360° Image Manipulation from Inferred Geometry
This thesis explores innovative methods for enhancing the manipulation and geometric understanding of 360° images in virtual reality (VR) applications, with a focus on depth estimation, surface normal prediction, and multi-task learning. The research presents a comprehensive approach to improving the manipulation of stereo 360° images, particularly in the context of image composition. A novel method is proposed to seamlessly integrate new visual elements into stereo 360° scenes, thereby enhancing user interaction and immersion in VR environments.
To support such advanced editing applications, a new technique for estimating depth maps from monocular 360° images is introduced. This method leverages both local and global scene information, significantly improving the accuracy of depth predictions. This is particularly crucial for applications that require spatial awareness, such as virtual and augmented reality, where accurate depth perception is key to realistic interaction with the virtual environment.
Furthermore, the thesis introduces a hybrid approach that combines convolutional neural networks (CNNs) and Vision Transformers (ViTs) to improve surface normal estimation. This method takes advantage of CNNs' ability to capture fine-grained details and ViTs' strength in modeling global context, resulting in more precise surface geometry analysis from 360° imagery. This enhanced surface normal estimation plays a vital role in better understanding the spatial structure of the scene.

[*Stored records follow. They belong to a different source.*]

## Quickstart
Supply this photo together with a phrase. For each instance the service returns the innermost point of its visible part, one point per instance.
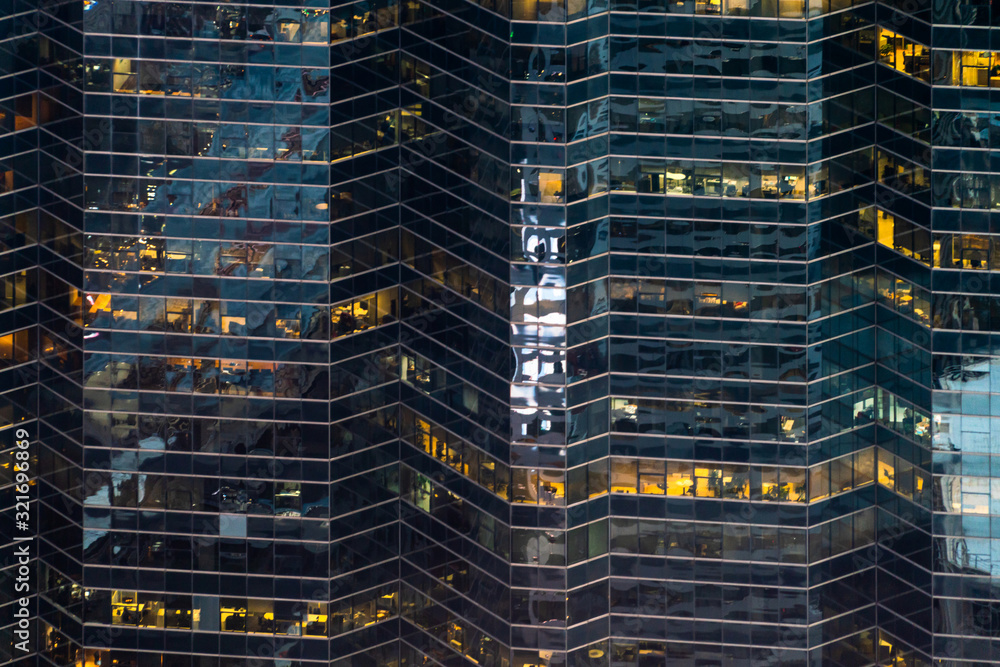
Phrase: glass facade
(599, 333)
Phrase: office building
(510, 333)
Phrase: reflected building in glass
(511, 333)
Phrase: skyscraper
(544, 332)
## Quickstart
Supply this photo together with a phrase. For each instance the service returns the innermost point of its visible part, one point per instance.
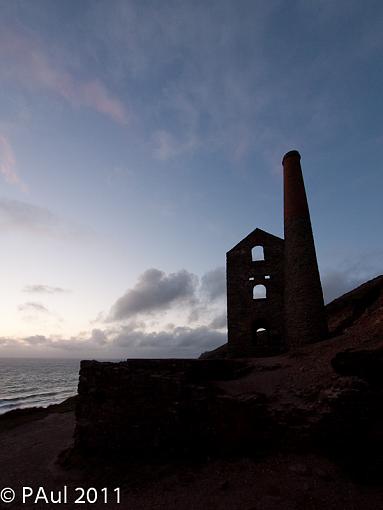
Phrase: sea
(27, 382)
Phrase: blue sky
(141, 140)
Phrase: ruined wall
(165, 407)
(246, 312)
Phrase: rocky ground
(325, 399)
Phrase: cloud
(128, 341)
(43, 289)
(337, 282)
(27, 217)
(36, 340)
(167, 145)
(213, 283)
(32, 306)
(155, 291)
(219, 322)
(28, 64)
(8, 163)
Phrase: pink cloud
(8, 163)
(27, 63)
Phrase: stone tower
(304, 312)
(255, 295)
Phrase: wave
(38, 399)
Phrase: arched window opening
(260, 333)
(257, 253)
(259, 292)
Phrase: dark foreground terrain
(326, 398)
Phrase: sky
(141, 140)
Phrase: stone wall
(246, 314)
(151, 408)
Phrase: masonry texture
(255, 324)
(303, 301)
(165, 407)
(274, 294)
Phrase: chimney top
(291, 154)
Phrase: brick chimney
(305, 319)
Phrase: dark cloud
(43, 289)
(32, 306)
(219, 322)
(127, 341)
(180, 341)
(155, 291)
(337, 282)
(213, 283)
(99, 337)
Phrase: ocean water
(36, 382)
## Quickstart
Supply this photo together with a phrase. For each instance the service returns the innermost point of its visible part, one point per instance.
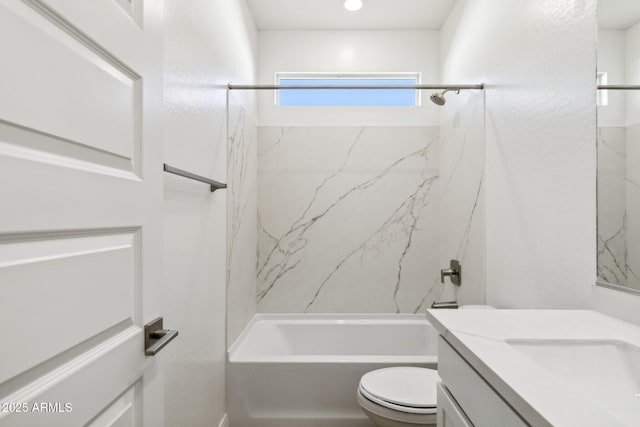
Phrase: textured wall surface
(206, 44)
(348, 218)
(461, 203)
(537, 59)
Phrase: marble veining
(241, 212)
(347, 218)
(618, 206)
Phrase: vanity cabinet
(464, 397)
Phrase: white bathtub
(303, 370)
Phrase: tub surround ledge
(501, 345)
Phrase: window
(348, 97)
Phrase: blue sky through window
(345, 97)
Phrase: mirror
(619, 143)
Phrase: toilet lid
(405, 386)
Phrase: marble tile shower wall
(619, 205)
(348, 218)
(242, 212)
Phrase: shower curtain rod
(619, 87)
(231, 86)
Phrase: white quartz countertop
(540, 397)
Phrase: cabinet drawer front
(483, 406)
(449, 413)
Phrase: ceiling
(331, 14)
(618, 14)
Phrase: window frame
(405, 75)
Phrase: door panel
(80, 211)
(71, 89)
(55, 275)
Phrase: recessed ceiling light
(352, 5)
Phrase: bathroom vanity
(560, 368)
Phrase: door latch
(156, 338)
(454, 272)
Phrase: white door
(80, 211)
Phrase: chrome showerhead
(438, 98)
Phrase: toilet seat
(404, 389)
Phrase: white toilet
(400, 396)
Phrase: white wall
(206, 44)
(611, 59)
(461, 202)
(344, 51)
(537, 59)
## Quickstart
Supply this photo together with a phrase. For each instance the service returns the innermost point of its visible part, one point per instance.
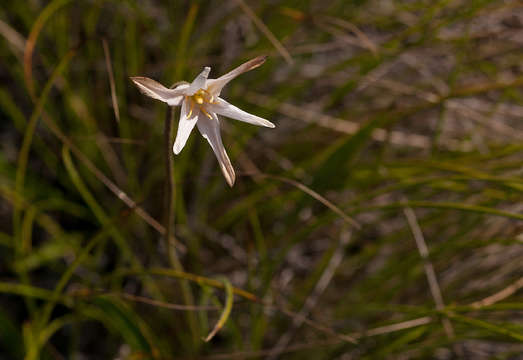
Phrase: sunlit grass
(379, 106)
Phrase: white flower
(201, 104)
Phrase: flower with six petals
(201, 104)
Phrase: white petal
(157, 91)
(210, 130)
(222, 107)
(199, 82)
(215, 86)
(185, 126)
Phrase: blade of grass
(229, 296)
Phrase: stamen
(190, 109)
(206, 113)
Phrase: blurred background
(381, 218)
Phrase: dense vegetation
(381, 218)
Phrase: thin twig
(309, 192)
(500, 295)
(169, 186)
(312, 299)
(265, 30)
(432, 279)
(162, 304)
(111, 80)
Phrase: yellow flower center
(200, 97)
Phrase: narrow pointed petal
(199, 82)
(222, 107)
(215, 86)
(157, 91)
(185, 125)
(210, 130)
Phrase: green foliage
(384, 106)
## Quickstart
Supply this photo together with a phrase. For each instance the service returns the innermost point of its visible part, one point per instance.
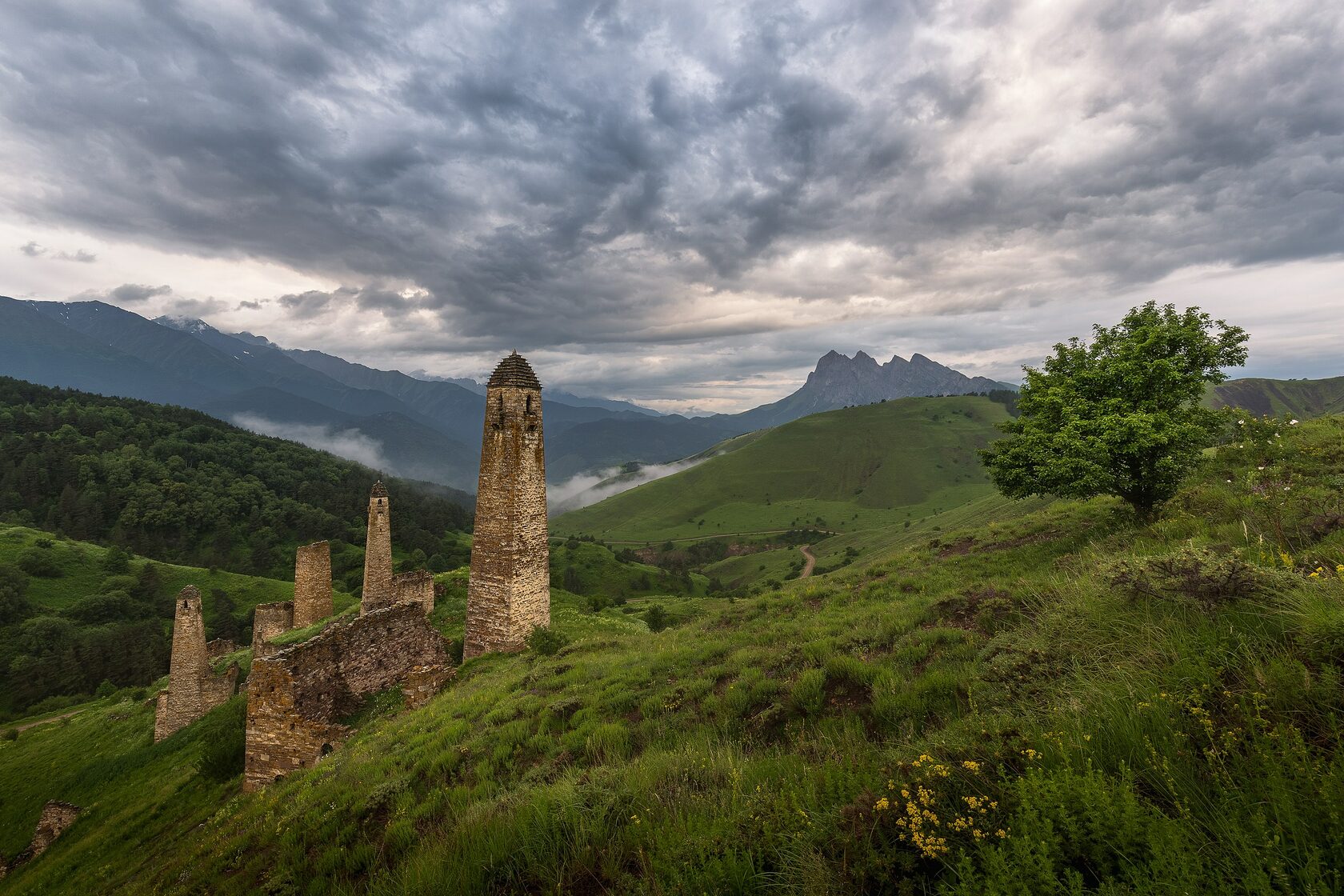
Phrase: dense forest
(178, 486)
(182, 486)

In addition, the research demonstrates the effectiveness of multi-task learning (MTL) for comprehensive scene geometry understanding. By predicting both depth and surface normals simultaneously from monocular 360° images, the proposed MTL framework delivers a more detailed and coherent geometric representation, further contributing to the realism and immersion of VR used scenarios.
Through these contributions, the thesis significantly advances the field of 360° image-based manipulations and scene understanding, offering new tools and methodologies that pave the way for more immersive, interactive, and spatially aware experiences for VR applications.